If breached: The market could test deeper lows.
RSI (Relative Strength Index): Currently at 34.74, suggesting the market is oversold but still lacking strong reversal signals.
Analysts caution traders to wait for a clear reversal pattern or volume confirmation before re-entering the market.
Broker Analysis: Mixed Sentiment Among Top Firms
Trading data from top brokers show a split market — half buying aggressively, half exiting positions.
Top Sellers: Brokers 58, 45, 42, 48, and 62 were net sellers.
Top Buyers: Brokers 34, 55, 49, 28, and 44 made significant purchases.
Stock-specific highlights:
Global IME Bank (GBIME) saw 65% of its total buy volume, or 117,000 shares, bought through Broker No. 4.
SSH Laghubitta (SSHL) had 40% of total buys, or 40,000 shares, via Broker No. 32.

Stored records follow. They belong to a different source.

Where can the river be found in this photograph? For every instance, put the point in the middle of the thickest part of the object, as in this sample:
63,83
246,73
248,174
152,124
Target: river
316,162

On the sell side, Broker No. 58 sold 92,000 GBIME shares, marking heavy institutional offloading.
Meanwhile, the NepseTrading AI Lite indicator flashed a yellow signal, interpreted as “Wait and Watch” — suggesting investors should stay cautious and avoid aggressive entries.
Nepal’s stock market has entered a critical phase where policy statements alone cannot drive recovery.
SEBON’s nine-point plan has the right framework, but its success depends on execution, enforcement, and consistency. Without tangible results — such as functioning SME trading, transparent IPO mechanisms, and an active Settlement Guarantee Fund — confidence will not return.
The NEPSE’s persistent decline underscores a deeper issue — a trust deficit between regulators and investors. The path to market stability lies not in more promises but in visible reform, strict regulation, and confidence-building measures.